Investigators: Dr. Sarah E. Eichler (College of Arts and Sciences)

Dr. Eichler’s project assesses the feasibility of growing flax and hemp textile fiber production in northeast Ohio in small study plots at the Kent State University Salem campus. Goals of the project are to develop agricultural recommendations and new collaborations with plant fiber end-users in the regional fashion industry. This multidisciplinary project combines sustainable, specialty agriculture opportunities with an emerging market for local, plant-based fashion and industrial fiber.  Both hemp and flax offer multiple end-uses from multiple plant parts, but this research proposal focuses on bast fibers.  It tests a novel approach to fiber production using United States Department of Agriculture (USDA) National Organic Program (NOP) protocols for fertilization and pest control, including reduced tillage and winter cover cropping. 

Flax plant

Flax (Linum usitatissimum var. Linore) is an annual herbaceous plant in the family Linaceae of the Rosids clade. Ohio and Kentucky produced most of the commercial flax in the U.S. circa 1850-1900 primarily for industrial linseed oil (Daugherty, 1903) where an even distribution of rainfall was advantageous to yields (Arny, Stoa, McKee, and Dillman, 1929).  Currently, there is no significant production of fiber flax in Ohio or the United States. Virtually all flax for textiles is grown in western Europe.  Hemp (Cannabis sativa, var. Hlukhivs’ki 51) is an herbaceous to semi-woody annual plant. Hemp has been grown in the U.S. from the earliest colonial settlements in the 1600s for its many uses from rope, sailcloth, and paper, to seed, oil, and medicine.  Hemp production in Ohio was legalized in 2019 by Ohio Senate Bill 57 (Reese, 2022).

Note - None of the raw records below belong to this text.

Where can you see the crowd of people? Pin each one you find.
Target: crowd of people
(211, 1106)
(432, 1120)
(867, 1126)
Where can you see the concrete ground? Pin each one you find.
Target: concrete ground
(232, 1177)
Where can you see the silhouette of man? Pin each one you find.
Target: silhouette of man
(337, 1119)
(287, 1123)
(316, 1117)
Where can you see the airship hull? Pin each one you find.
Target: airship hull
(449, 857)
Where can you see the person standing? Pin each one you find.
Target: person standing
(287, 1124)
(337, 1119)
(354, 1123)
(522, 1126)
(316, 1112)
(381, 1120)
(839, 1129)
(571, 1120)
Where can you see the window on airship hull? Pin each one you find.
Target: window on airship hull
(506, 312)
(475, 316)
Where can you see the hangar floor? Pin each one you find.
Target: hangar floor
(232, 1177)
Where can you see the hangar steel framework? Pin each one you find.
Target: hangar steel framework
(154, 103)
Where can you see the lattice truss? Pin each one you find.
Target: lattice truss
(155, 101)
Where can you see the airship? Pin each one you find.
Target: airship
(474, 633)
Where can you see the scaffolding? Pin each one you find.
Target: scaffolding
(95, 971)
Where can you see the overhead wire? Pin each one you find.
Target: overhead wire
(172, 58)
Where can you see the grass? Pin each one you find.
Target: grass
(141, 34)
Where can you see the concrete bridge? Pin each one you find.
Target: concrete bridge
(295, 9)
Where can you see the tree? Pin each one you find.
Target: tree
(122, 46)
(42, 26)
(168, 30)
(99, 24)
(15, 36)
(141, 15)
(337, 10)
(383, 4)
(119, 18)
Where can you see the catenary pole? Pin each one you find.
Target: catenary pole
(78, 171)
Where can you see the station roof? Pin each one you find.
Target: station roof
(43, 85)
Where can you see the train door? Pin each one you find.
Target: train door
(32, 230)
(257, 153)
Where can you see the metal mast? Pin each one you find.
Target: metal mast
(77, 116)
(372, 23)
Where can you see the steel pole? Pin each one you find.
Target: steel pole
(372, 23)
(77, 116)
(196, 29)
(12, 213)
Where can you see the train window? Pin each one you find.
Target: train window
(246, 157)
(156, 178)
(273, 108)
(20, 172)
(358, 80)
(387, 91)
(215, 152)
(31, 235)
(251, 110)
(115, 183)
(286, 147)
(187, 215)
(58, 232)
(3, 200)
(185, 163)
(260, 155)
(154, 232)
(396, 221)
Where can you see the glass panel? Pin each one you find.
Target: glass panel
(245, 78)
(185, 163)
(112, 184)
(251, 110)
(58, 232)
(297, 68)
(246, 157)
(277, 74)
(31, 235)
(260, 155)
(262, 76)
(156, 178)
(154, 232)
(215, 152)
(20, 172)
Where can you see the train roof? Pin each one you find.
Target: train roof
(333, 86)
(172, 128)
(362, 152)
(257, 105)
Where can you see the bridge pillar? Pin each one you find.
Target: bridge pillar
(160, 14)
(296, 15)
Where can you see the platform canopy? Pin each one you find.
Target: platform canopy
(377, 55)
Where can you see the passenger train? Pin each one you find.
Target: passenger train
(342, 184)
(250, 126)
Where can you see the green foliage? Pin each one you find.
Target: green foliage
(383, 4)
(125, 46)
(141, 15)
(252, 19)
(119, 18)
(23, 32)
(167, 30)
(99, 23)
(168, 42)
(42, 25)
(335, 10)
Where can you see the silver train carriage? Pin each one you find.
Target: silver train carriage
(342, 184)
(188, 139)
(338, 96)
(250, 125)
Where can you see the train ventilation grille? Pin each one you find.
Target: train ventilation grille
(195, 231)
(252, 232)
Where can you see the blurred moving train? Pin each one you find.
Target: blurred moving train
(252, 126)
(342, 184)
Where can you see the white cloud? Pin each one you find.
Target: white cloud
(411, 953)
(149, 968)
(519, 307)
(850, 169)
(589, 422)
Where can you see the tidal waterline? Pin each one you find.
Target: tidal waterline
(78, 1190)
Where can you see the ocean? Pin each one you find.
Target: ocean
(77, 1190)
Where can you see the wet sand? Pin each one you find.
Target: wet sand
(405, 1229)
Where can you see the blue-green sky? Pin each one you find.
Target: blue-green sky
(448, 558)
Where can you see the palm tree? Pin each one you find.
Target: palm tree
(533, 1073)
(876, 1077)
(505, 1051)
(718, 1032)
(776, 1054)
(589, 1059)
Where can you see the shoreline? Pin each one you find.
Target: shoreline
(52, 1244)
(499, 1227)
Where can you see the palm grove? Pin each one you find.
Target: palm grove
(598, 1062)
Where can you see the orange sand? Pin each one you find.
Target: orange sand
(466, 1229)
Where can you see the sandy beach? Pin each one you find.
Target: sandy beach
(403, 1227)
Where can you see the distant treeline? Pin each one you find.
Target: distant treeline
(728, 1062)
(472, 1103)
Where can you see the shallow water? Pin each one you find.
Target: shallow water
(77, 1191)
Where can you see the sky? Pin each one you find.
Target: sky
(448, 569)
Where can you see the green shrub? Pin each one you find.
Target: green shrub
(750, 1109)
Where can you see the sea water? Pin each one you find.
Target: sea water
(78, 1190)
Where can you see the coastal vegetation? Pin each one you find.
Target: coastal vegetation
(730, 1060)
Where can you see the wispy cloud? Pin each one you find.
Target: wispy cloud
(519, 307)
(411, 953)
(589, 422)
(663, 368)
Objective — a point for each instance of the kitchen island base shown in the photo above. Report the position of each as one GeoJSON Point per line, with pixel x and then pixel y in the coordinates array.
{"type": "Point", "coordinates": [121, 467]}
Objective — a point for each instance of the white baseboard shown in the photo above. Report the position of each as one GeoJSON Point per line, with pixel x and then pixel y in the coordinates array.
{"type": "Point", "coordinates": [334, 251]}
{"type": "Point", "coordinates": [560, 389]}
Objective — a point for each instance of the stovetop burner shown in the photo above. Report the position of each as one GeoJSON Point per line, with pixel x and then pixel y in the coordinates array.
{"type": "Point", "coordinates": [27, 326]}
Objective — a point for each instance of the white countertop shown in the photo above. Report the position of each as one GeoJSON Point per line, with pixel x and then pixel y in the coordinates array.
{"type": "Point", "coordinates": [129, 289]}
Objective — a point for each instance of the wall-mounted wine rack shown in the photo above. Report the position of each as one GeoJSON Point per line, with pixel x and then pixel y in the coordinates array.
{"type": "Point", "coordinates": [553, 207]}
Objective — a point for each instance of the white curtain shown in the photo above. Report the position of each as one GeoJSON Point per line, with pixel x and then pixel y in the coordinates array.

Fiber quantity and quality will be measured from plots planted at different seeding rates. The project will provide preliminary data on cultivation techniques and yields of flax and hemp fibers under different plant population densities. This production will be a first step in undertaking novel research on cover cropping, reduced tillage, and organic pest and nutrient management approaches to hemp and flax fiber production in the Great Lakes region. It will provide baseline information for an economic opportunity assessment for local products that could be readily incorporated into local farms’ crop rotation using common agricultural equipment.


  • Arny, A.C., Stoa, T.E., McKee, C., and Dillman, A.C. (1929). Flax Cropping in Mixture with Wheat, Oats, and Barley (Vol. 133).
  • Daughterty, C. (1903). Flaxseed Production, Commerce, and Manufacture in the United States. In Yearbook of the Department of Agriculture.
  • Reese, M. (2022). Hemp update - Ohio Ag Net | Ohio's Country Journal. Ohio's Country Journal.